Now, with the insurance industry at a crossroads, XL stands at the ready with an arsenal of advanced analytics tools. They're the result of work Holmes has overseen since joining the company two years ago, charged, she said, with the mandate of improving decision making at XL via the development of advanced analytical decision support tools.
"We've seen a major shift in the risk paradigm over the last few years: Risk is growing exponentially, and there are big changes in the information available, how customers operate, and technology. XL is responding by embracing advanced analytics."
Holmes' strategic analytics group has developed 12 multivariate predictive models as well as nontraditional analytics in areas where it doesn't have enough data to support a traditional multivariate predictive model solution, she described. Next up is enabling sophisticated and interactive data visualizations via SAS Visual Analytics.
Introduced last March, Visual Analytics is a next-generation analytics solution comprising an administrative tool for managing users, security, and data; an exploration tool for ad hoc data discovery and visualization; design capability for standard and advanced reporting and dashboards; and Mobile BI, for rendering the data visualizations natively on mobile platforms. These come together in what SAS calls "The Hub," which provides role-based, secure access for IT, business, and analytics professionals. Behind the scenes, Visual Analytics runs on the highly scalable SAS LASR Analytic Server, an in-memory analytics engine that uses Hadoop as local storage for fault tolerance. (See SAS Visual Analytics Provides Wow Factor for more details.)
When we talked last week, XL and SAS (this site's sponsor) were in the final stages of working out a hosting arrangement for Visual Analytics, Holmes said. Holmes said she decided using Visual Analytics in a hosted environment would be best given the hardware requirements and the expertise required to maintain the hardware and software.
"My hope is that we'll be up and running with it any day now. I really can't wait to get my hands on it," she said.

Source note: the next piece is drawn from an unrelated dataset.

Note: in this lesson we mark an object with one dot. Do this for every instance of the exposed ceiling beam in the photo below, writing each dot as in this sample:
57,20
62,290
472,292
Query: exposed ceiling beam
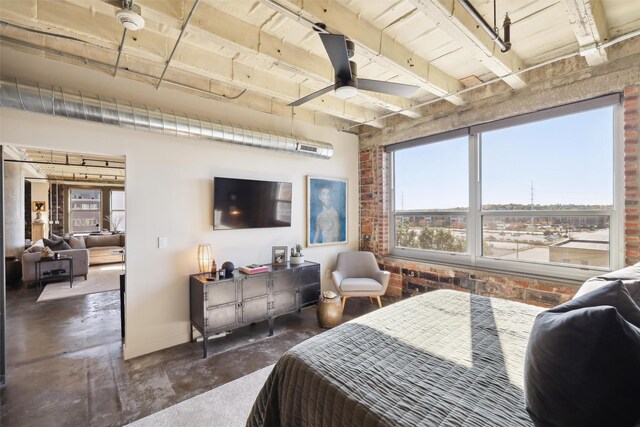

Holmes' expectations for how Visual Analytics will benefit XL are high. "Most people don't have mastery or even rudimentary understanding of statistics. Through the use of Visual Analytics, we can make the story in the data come to life before our eyes."
In its traditional management information environment, the data analytics can tell XL what happened but not the why. It can't go deep enough into the datasets to give the company the whole story, she explained:
With Visual Analytics, we're not going to be getting the abridged version, the CliffsNotes. We're going to be getting the whole story, and it's a big story, telling us the why. That's the most important thing. Knowing what happened is important but if you don't know why things happened, you don't know what to do to make things better going forward.
The benefits of Visual Analytics "will go straight to the bottom line," Holmes said.
Decision-making effectiveness determines success at XL, as it does at most other companies, Holmes noted. So if it can improve its decisions, it'll improve the bottom line. "How we improve our decisions is through more information and better analysis."
But implementing that is harder than developing it, added Holmes, noting the difficulties in getting people to change their behavior. Visual Analytics will help XL get to change management tenet: Speak to the heart, she said. "And it will help us ask new questions that we didn't ask before. We would not get the insights from the data if we did not have these questions. This will improve how we analyze risk and how we implement the findings and the tools we develop."